Are charter schools a panacea? State scores suggest not

The Observer editorial board

Lake Norman Charter, which Lindsey Moore attends, is one of the state’s best.
Lake Norman Charter, which Lindsey Moore attends, is one of the state’s best. jsimmons@charlotteobserver.com

For years, charter school advocates have tried to convince us that the independently run schools are generally superior to traditional public schools. Free to innovate, they are a particularly attractive option for kids trapped in the poorest schools, their backers argue.

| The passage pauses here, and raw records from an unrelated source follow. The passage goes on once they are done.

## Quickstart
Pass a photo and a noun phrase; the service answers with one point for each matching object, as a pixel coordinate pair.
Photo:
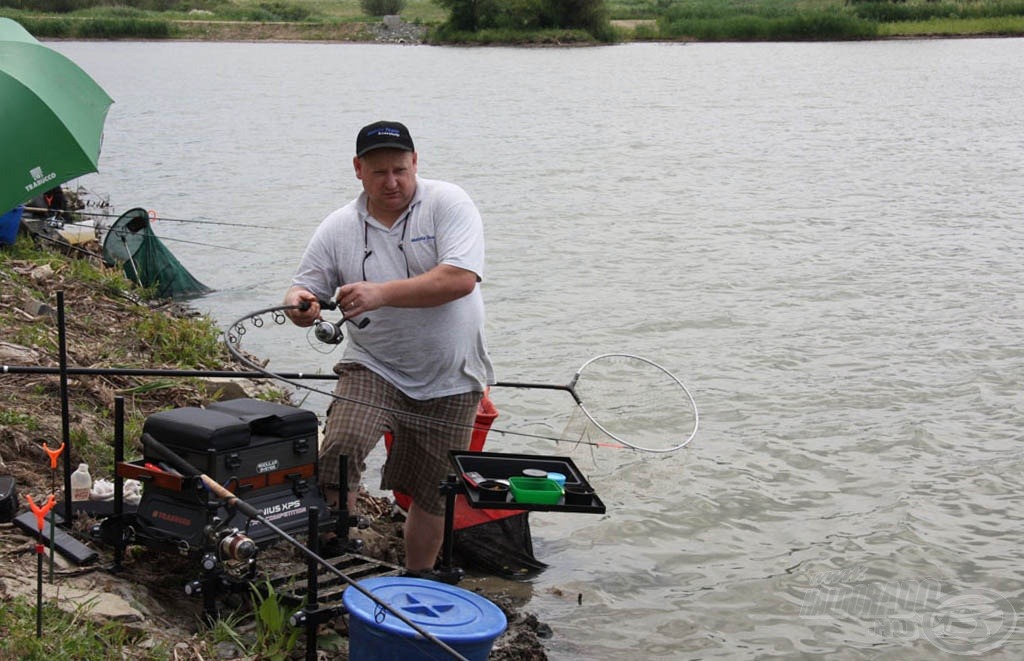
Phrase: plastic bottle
(81, 483)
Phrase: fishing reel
(330, 332)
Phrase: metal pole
(65, 413)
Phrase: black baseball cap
(381, 135)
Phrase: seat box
(244, 441)
(198, 429)
(269, 419)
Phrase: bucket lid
(450, 613)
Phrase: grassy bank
(630, 19)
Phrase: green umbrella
(51, 118)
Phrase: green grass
(666, 19)
(67, 636)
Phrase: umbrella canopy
(51, 118)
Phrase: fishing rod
(613, 391)
(155, 218)
(159, 450)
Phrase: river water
(821, 240)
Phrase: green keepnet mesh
(130, 241)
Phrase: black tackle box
(239, 439)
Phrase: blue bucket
(9, 224)
(463, 620)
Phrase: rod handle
(158, 449)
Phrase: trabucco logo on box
(266, 467)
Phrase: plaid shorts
(423, 431)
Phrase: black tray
(498, 466)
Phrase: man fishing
(408, 256)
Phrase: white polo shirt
(425, 352)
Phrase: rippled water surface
(822, 240)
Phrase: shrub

For years, we have recognized the potential and delighted in the successes. Yet we have also seen that they are no panacea. There are strong charter schools and weak ones, just like traditional public schools. Rather than embracing a blind devotion to charters, adults would best serve students by studying the most effective ones and applying their tools to far more campuses.

On Thursday, the newest evidence emerged that there’s nothing magic about charter schools. The state Department of Public Instruction released letter grades for each public school, based on the school’s academic performance and growth.

As the Observer’s Ann Doss Helms reported, charter schools in Mecklenburg County generally fared worse than traditional Charlotte-Mecklenburg Schools.

Eight of 34 charter schools earned an F, or nearly one in four. Just five of 165 traditional public schools (3 percent) earned an F.

Eleven of 34 charter schools received an A or B (32 percent), compared with 67 of 165 traditional schools (41 percent).

A third of charter schools in Mecklenburg failed to meet expected academic growth. Just 14 percent of traditional CMS schools failed on that measure.

To be sure, there are flaws in the state’s grading system. And student body traits at certain schools may further explain their performance. But Thursday’s numbers confirm that charter schools are not, generally speaking, clearly superior to traditional schools.

Charter schools started in 1991 in Minnesota, with Democrats leading the push for their authorization through the legislature. They saw them as a way to experiment and innovate without all the regulations other schools faced. Somewhere along the way, they became a favorite of Republicans while Democrats tend to be protective of traditional public schools.

Educating children well should be a bipartisan goal, of course. Both parties should see that the best charter schools can contribute mightily to that while the rest need to shape up or shut down.